(422d) Thermodynamic Model for the Solubility of Light Hydrocarbons in Aqueous Sodium Chloride Solutions up to 600 K and 2 Kilobars, and 5 Nacl M

The solubility of at methane, ethane, and propane in aqueous sodium chloride solutions at high pressures, temperatures, in high ionic strength solutions has been correlated. We used Henry's Law to reproduce experimental data in the aqueous-rich phase, and the Soave-Redlich-Kwong equation of state for the hydrocarbon-rich phase. In our model, the chemical potential of the solute in brine is related to the chemical potential of the solute in the water through the salting-out coefficient. These coefficients are obtained from Perturbation Theory considerations, the salting-out coefficient of methane, and the shift in the hydrocarbons' boiling temperature from the boiling temperature of methane. However, the idea is originally from Pawilkowski and Prausnitz (Pawilkowski, E. and Praunitz, J. 1983, Estimation of Stechenow costants for non-polar gases in common salts at moderate temperatures. Ind.Engng.Chem.Fundam,v.22, p. 86-90). The model reproduces all crucial phenomena, including three phase equilibria, of binary (gas-water) and ternary (gas-salt-water) vapor-liquid mixtures below the critical point of water.
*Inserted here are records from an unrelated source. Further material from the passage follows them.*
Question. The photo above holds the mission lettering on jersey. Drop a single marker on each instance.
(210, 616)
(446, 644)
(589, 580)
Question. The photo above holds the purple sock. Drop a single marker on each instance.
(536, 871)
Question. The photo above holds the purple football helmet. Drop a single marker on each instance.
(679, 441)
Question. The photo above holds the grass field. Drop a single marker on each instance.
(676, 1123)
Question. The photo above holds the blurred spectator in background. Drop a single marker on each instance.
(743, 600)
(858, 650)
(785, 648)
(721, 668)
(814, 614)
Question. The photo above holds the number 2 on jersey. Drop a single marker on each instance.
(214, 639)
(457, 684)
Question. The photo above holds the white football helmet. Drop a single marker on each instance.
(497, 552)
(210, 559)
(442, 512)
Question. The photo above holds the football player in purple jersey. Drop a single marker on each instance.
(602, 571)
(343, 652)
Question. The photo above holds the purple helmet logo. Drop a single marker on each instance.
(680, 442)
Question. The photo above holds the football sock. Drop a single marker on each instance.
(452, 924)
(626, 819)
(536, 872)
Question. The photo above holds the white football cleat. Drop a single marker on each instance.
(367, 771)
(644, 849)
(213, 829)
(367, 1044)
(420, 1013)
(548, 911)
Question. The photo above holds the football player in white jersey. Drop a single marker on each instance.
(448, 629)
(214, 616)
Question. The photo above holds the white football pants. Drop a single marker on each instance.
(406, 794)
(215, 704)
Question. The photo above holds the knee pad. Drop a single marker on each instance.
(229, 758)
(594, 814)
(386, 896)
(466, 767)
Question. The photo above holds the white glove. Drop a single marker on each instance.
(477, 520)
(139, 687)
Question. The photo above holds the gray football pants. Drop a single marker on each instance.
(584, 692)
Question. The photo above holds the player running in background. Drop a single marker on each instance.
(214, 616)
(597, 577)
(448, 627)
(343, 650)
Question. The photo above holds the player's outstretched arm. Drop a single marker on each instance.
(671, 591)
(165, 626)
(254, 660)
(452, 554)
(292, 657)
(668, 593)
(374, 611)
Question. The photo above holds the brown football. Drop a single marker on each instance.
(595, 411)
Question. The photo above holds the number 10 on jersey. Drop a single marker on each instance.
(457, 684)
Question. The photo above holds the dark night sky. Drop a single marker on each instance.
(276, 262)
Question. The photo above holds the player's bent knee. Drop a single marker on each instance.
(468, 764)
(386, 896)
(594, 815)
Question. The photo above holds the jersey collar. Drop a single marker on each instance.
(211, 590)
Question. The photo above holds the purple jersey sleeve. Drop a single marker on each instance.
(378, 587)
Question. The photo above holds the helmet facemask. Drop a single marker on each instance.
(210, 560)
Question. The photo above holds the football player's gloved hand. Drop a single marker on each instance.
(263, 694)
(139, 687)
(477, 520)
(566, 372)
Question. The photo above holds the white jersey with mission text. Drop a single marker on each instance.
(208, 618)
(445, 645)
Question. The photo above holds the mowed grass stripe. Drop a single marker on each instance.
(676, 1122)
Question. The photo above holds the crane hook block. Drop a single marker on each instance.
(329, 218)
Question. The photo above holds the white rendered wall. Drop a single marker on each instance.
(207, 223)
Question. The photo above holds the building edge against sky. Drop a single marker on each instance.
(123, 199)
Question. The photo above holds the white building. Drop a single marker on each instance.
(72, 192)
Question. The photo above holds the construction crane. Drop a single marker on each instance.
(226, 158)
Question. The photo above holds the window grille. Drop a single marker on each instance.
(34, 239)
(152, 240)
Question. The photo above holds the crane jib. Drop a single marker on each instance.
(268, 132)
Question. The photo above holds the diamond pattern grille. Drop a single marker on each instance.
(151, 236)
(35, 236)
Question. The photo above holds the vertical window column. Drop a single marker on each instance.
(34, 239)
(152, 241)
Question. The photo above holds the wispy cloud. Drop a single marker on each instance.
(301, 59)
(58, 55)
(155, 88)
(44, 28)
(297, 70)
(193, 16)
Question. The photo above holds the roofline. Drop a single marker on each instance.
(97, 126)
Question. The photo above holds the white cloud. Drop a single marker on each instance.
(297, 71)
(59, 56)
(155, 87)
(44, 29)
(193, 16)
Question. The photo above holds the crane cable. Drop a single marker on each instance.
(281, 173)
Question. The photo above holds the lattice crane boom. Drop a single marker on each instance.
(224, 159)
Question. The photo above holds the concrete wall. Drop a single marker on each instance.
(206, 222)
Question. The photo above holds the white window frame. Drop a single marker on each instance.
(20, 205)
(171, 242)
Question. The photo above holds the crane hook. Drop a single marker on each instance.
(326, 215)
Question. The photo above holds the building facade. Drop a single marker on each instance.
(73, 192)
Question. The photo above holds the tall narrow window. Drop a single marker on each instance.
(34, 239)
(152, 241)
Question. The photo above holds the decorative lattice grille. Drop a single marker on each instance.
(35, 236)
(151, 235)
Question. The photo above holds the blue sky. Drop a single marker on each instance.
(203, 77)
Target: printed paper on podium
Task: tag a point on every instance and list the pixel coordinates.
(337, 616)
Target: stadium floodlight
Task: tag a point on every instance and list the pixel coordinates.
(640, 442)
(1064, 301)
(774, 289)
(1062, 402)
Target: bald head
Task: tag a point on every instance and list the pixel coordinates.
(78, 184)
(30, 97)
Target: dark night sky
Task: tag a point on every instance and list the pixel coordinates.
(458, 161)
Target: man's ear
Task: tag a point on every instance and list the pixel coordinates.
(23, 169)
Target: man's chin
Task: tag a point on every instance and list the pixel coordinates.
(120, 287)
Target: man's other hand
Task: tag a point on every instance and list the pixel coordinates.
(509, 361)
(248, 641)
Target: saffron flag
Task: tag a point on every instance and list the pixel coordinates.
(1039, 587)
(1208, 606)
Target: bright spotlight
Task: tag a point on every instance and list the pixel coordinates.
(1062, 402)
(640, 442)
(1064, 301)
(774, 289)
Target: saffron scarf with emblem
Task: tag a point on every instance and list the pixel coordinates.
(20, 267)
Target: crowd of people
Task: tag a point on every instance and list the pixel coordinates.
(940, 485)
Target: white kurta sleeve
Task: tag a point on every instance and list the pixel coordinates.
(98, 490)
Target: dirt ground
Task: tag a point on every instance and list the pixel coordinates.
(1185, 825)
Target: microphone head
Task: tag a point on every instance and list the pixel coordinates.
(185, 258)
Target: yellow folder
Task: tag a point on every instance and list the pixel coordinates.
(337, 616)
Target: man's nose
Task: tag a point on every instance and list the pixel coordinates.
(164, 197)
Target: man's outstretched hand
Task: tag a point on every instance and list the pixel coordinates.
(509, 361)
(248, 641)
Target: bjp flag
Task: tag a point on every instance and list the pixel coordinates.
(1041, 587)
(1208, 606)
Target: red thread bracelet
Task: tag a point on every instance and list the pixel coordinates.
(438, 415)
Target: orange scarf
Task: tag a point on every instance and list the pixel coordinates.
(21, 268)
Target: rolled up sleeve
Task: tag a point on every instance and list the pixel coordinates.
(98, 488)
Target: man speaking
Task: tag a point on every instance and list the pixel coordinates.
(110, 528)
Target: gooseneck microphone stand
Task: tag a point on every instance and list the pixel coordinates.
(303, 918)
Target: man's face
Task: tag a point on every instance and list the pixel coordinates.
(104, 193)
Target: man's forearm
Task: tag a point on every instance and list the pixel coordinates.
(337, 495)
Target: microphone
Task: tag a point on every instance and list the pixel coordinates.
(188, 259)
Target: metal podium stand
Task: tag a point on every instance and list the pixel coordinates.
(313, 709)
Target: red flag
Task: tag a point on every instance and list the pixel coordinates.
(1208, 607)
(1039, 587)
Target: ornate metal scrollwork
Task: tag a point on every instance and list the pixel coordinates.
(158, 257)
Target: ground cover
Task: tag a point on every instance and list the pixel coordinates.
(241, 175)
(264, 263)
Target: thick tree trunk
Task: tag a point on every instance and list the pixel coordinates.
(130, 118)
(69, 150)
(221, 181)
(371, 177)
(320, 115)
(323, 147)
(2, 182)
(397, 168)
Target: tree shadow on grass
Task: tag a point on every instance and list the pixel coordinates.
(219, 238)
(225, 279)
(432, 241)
The experimental data reproduced is from more than 25 different sources, and covers a P-T space up to 2000 bars and temperatures over 600 K. The error in the predictions is less than 7%. At saturation pressure, the methane-water and ethane-water solubility minima occurs at 367 K, whereas the propane-water's occurs at 375 K. We predict that the solubility of these gases in NaCl brines, also at saturation pressure, have their maximum at these same temperatures, regardless of the salt concentration. Our model represents an easy mean to estimate the phase behavior and solubility of light hydrocarbons in the presence of NaCl in solution, at temperatures, pressures, and salt concentrations where no experimental data is available.